He was halfway down the mountain before he realized that both his anger and his daring were born out of lust. Lust had empowered him to call the bluff of those besotted bullies. At least, he hoped it was only lust. Were there cracks in the gentlemanly veneer that barely covered his rough cracker heritage?

Either way, it didn't set well with him.

T
he night was
black as pitch as the exhausted couple made their way down the mountain to the wide porch of the large, white house. His jacket missing, his knees splotched with mud, his muscles aching, Cleav made no attempt to enter but seated himself on the top step of the porch.

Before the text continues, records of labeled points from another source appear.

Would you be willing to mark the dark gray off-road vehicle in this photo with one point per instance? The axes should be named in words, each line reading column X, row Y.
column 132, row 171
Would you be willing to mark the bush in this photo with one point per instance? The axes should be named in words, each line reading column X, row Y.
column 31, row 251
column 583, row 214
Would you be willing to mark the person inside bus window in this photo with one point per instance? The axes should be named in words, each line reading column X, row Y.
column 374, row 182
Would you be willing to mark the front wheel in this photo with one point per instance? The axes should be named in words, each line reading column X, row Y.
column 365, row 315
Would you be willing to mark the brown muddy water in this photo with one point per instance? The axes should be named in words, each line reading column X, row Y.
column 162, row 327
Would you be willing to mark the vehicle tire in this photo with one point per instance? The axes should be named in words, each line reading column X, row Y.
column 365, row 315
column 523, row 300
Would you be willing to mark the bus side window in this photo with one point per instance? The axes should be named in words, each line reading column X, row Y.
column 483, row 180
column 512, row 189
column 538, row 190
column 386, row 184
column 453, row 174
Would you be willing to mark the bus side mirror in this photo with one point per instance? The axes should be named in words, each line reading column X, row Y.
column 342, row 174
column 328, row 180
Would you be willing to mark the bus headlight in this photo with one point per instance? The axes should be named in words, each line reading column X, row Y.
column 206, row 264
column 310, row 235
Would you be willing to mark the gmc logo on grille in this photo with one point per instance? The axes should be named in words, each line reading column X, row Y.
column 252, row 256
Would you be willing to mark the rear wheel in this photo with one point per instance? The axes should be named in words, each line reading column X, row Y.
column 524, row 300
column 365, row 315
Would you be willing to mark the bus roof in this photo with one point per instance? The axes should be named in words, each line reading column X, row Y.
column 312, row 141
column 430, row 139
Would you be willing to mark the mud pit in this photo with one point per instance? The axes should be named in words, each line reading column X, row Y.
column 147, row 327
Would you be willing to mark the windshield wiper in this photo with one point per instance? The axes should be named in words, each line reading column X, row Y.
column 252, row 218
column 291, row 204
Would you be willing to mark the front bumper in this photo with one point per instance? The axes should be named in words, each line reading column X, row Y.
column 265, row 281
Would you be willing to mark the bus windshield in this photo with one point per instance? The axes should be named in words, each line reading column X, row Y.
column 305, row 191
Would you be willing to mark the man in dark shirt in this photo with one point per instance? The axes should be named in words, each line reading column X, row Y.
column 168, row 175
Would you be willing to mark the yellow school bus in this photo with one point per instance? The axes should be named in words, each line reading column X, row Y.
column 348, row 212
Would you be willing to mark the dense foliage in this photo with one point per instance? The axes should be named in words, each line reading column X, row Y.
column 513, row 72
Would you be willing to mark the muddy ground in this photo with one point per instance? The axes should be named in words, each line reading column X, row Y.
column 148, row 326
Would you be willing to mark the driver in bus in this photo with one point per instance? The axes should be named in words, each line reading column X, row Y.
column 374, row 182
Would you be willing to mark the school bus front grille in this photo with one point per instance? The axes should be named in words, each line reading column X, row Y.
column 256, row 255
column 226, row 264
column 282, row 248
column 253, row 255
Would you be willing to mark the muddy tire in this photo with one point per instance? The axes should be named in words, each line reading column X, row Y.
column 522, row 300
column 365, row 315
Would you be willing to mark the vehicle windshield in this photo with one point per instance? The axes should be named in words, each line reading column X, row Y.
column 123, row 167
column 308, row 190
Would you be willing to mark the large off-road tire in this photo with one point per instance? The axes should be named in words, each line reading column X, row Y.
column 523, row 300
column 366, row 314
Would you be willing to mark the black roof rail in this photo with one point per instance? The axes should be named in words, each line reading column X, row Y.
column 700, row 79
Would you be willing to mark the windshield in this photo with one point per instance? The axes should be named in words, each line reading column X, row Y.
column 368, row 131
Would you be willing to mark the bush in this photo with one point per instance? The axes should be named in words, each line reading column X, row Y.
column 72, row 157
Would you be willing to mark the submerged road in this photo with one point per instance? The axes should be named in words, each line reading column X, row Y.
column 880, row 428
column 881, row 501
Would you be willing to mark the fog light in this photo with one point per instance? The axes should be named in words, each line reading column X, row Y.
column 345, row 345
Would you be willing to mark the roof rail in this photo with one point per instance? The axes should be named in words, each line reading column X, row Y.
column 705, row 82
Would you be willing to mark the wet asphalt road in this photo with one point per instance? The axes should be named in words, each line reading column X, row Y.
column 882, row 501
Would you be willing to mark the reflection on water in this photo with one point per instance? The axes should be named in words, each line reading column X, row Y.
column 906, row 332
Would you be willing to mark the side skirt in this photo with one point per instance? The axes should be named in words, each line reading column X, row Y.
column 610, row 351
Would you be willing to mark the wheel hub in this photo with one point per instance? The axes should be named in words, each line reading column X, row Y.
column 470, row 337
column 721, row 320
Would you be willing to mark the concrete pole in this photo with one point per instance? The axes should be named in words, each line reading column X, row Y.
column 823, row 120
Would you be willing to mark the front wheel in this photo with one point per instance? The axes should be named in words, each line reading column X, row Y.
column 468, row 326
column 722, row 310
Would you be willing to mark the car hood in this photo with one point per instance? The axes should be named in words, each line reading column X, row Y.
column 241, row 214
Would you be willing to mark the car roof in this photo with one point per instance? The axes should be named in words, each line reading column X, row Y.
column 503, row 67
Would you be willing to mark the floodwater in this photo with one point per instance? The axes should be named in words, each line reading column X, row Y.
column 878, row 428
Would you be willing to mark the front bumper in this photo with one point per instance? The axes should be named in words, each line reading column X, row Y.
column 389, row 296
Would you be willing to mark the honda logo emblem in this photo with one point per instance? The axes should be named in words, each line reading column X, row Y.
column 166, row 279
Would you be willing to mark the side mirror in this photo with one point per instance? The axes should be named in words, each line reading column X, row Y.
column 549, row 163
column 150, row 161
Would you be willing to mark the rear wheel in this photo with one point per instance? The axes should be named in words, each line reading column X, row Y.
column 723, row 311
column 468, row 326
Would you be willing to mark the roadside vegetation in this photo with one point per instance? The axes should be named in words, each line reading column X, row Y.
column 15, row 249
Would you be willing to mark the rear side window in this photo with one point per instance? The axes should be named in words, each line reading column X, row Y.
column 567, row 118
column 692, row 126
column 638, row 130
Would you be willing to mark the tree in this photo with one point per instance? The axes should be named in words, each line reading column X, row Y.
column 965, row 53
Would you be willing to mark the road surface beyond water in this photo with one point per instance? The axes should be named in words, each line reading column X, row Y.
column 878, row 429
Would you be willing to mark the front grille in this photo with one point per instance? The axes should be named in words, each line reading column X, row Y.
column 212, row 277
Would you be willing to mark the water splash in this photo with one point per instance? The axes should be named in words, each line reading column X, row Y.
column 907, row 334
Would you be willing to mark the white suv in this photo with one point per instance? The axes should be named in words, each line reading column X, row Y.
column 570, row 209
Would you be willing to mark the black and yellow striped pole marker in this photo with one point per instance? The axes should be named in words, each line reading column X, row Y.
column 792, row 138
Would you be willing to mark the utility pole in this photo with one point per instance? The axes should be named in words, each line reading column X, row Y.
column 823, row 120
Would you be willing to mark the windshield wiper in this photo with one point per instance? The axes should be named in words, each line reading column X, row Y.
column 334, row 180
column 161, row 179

He glanced at Esme as she sat down beside him. She, also, looked a bit worse for wear. Sophrona's made-over dress was no longer white but splattered with dark, dirty stains. Her hair was loose and flying, and her shoes were missing.

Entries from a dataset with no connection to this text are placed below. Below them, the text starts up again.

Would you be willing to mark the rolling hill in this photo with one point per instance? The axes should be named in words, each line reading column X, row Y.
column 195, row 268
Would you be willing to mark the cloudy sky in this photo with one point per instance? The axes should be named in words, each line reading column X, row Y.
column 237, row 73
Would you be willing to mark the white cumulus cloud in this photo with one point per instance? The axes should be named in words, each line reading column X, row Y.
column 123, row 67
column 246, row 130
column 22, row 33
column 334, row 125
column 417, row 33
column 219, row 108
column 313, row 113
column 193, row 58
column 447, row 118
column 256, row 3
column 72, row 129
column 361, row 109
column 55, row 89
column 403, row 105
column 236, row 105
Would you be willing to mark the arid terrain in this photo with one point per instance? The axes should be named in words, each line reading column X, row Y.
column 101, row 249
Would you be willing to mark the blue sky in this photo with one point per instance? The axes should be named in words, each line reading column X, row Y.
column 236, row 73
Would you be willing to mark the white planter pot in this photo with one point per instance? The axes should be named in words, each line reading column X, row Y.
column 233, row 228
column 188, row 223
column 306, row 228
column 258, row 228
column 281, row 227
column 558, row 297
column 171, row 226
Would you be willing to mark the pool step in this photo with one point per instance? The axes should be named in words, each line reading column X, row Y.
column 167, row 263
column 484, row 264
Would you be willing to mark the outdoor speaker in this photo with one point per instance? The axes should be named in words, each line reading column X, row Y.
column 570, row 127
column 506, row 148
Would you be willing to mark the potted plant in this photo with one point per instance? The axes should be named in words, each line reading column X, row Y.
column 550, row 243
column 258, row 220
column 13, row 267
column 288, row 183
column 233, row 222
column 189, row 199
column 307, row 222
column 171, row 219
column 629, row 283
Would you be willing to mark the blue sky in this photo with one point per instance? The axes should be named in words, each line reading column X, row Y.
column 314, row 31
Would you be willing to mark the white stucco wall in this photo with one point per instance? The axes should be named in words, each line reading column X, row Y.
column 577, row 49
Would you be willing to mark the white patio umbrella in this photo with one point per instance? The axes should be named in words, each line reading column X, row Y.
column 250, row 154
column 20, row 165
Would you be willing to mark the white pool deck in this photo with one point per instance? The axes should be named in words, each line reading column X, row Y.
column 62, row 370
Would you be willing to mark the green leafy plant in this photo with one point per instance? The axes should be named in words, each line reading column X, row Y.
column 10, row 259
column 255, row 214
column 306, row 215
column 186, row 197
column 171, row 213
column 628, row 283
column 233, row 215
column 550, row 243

"I'm sorry," she said woefully as she propped her elbows against her thighs and rested her chin in her hands. "Sure to graces, you must be just too vexed to live."

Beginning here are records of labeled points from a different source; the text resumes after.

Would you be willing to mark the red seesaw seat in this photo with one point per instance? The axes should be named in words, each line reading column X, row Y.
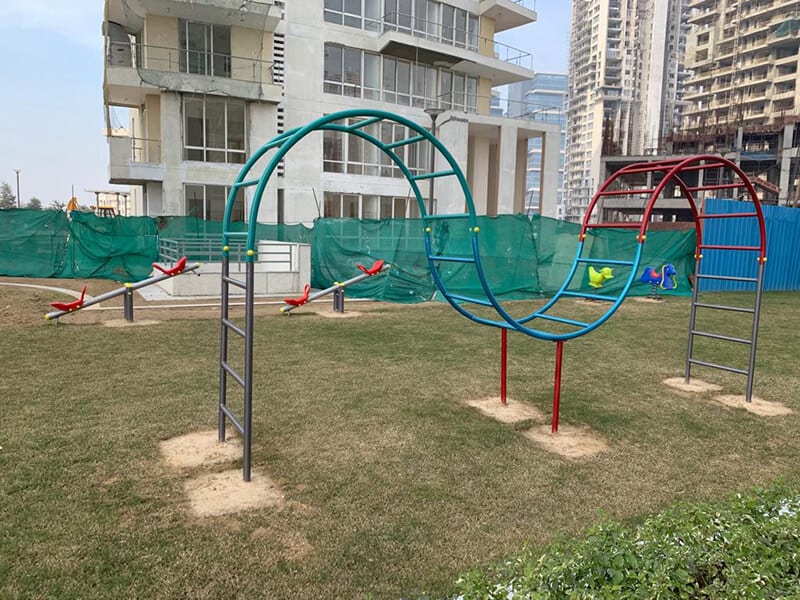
column 70, row 306
column 375, row 268
column 302, row 299
column 178, row 268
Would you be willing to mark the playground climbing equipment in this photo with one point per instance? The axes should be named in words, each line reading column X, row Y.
column 337, row 289
column 63, row 308
column 552, row 321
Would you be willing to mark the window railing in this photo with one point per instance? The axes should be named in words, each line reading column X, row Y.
column 177, row 60
column 452, row 36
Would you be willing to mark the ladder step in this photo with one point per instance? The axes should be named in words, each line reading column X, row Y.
column 727, row 247
column 621, row 225
column 432, row 175
column 237, row 282
column 726, row 215
column 452, row 258
column 723, row 307
column 600, row 261
column 228, row 369
column 703, row 363
column 591, row 296
column 717, row 336
column 233, row 327
column 416, row 138
column 562, row 320
column 232, row 418
column 468, row 299
column 727, row 278
column 452, row 216
column 246, row 183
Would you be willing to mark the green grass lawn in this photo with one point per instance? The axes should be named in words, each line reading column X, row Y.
column 393, row 486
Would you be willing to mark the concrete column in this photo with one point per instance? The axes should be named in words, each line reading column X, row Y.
column 787, row 154
column 507, row 166
column 548, row 182
column 479, row 173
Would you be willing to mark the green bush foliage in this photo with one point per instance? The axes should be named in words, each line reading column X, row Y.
column 747, row 547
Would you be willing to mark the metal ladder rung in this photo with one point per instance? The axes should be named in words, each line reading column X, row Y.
column 600, row 261
column 703, row 363
column 452, row 216
column 416, row 138
column 234, row 421
column 592, row 296
column 234, row 327
column 717, row 336
column 432, row 175
column 472, row 300
column 452, row 259
column 724, row 307
column 562, row 320
column 236, row 282
column 228, row 369
column 727, row 278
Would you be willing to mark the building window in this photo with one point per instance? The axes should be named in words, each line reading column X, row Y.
column 214, row 129
column 355, row 73
column 347, row 153
column 205, row 48
column 208, row 202
column 367, row 206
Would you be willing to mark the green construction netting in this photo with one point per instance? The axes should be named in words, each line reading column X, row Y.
column 522, row 257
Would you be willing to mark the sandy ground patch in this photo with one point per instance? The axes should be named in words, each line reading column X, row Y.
column 134, row 323
column 224, row 493
column 694, row 385
column 200, row 448
column 512, row 412
column 756, row 406
column 572, row 442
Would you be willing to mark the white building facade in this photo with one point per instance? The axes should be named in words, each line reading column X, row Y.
column 625, row 83
column 208, row 82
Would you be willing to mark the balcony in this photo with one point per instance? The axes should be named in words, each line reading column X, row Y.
column 465, row 51
column 508, row 14
column 135, row 70
column 134, row 161
column 250, row 14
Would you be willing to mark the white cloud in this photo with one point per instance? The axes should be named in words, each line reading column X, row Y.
column 78, row 20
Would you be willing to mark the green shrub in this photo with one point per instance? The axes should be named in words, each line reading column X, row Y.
column 747, row 547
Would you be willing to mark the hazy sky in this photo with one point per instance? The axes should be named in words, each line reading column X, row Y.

A smiled twitched at the corner of Cleav's lip. "It wasn't your fault, Esme. I should have imagined those hill boys would have to have a shivaree for us. Truth to tell, I was so busy thinking about the wedding itself, I didn't give the other even a thought."

"I never thought of it, either," she admitted. Then with fury she added, "I swear I'll kill that Armon Hightower next time I see him."

The sincerity of her words struck Cleav as outrageously funny. "I almost pity that poor man," he told her, laughing.

"What are you laughing at? There's not a thing funny about it," she declared.

Cleav shook his head. "Yes, there is, Esme. We are the funny thing about it."

"What do you mean?"

"Every decent hill girl that's ever been married has had a shivaree, Esme," he told her. "Poor old Hightower probably does think of himself as family. Your father thought you should have a real wedding. I guess Hightower wanted to make sure that you did."

Esme looked at him quizzically at first, as if she couldn't quite understand. Finally she nodded. "You're right," she admitted. "If we hadn't a-been shivareed, folks would always remember it was a hurry-up wedding. Now they'll be talking about you rolling that cask of molasses up the mountain."

The two looked at each other for a moment and then both burst out laughing.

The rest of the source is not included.